White-sand beaches lined with palm trees gently rustling in the wind. Lashings of rum. Lush mountainous interiors overlooking vibrant colonial cities. Caribbean countries have a lot to recommend them as holiday destinations. Another – huge – perk for us are the foods these nations offer. From jerk chicken in Jamaica to Cuban sandwiches in Cuba and conch fritters in the Bahamas, the Caribbean is positively overflowing with delicious things to put in your mouth. Time to loosen your belts…
The mere sound of this Jamaican staple sizzling has our tummies rumbling. A spicy, flavour-packed rub is used to coat smoked or grilled chicken (and sometimes other meats), and will leave you wanting seconds. Though recipes vary, chilli peppers and pimento usually feature heavily – ingredients available to slaves who escaped to the mountains after Britain invaded the formerly Spanish colony.
Coucou and Flying Fish
Barbados‘ national dish is a relatively simple affair on paper: freshly caught, battered and fried flying fish and coucou, which is a cornmeal and okra concoction, similar to grits or polenta. It’s the Bajan seasoning, lime juice, herbs and spices that elevate this dish, taking it from fish and carbs to something unique.

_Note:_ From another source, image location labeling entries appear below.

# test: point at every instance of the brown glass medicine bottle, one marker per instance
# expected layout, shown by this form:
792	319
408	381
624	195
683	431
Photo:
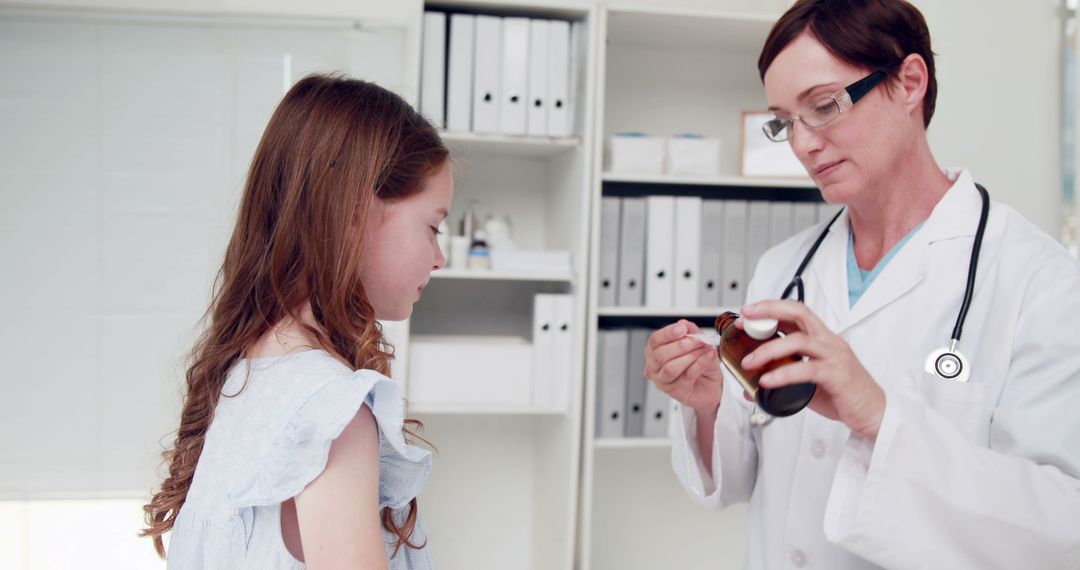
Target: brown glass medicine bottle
736	344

The small amount of meat yielded from conch shells may be the reason these fritters are bite-sized – but we think these Bahamian morsels make pretty great appetisers – or main meals when served with salad or rice. The best ones have a lightly spiced batter and are served with a peppery dipping sauce.
Thanks to the waves of colonisers and migrants to Trinidad and Tobago, its cuisine has a truly unusual blend of African, American, British, Creole, French, Indian and Spanish influences – phew! One of the best foods spurned from this melting pot is aloo pie – like a spiced potato samosa. It’s often served with mango chutney, and is almost the very definition of a comfort food.
Despite the fact that Puerto Rico is a US territory, it has a cuisine all of its own, influenced not only by the food of the States but also Spain, Africa, Japan and China, as well as the indigenous Tainos people. One of the island’s most popular dishes is mofongo, a moreish meal of fried plantains mashed with salt, garlic and oil with pork crackling or bacon pieces, and served with seafood or other meats, and a savoury sauce.
Perhaps one of the most recognisable and frequently emulated foods on this list, the Cuban sandwich’s influence has stretched way beyond the island’s Caribbean shores – most notably to Florida, where many Cuban immigrants ended up. Consisting of thick slices of bread sandwiching yellow mustard, roast pork, glazed ham, Swiss cheese and sliced dill pickles, it’s hearty and easy to carry with you as you journey around the island!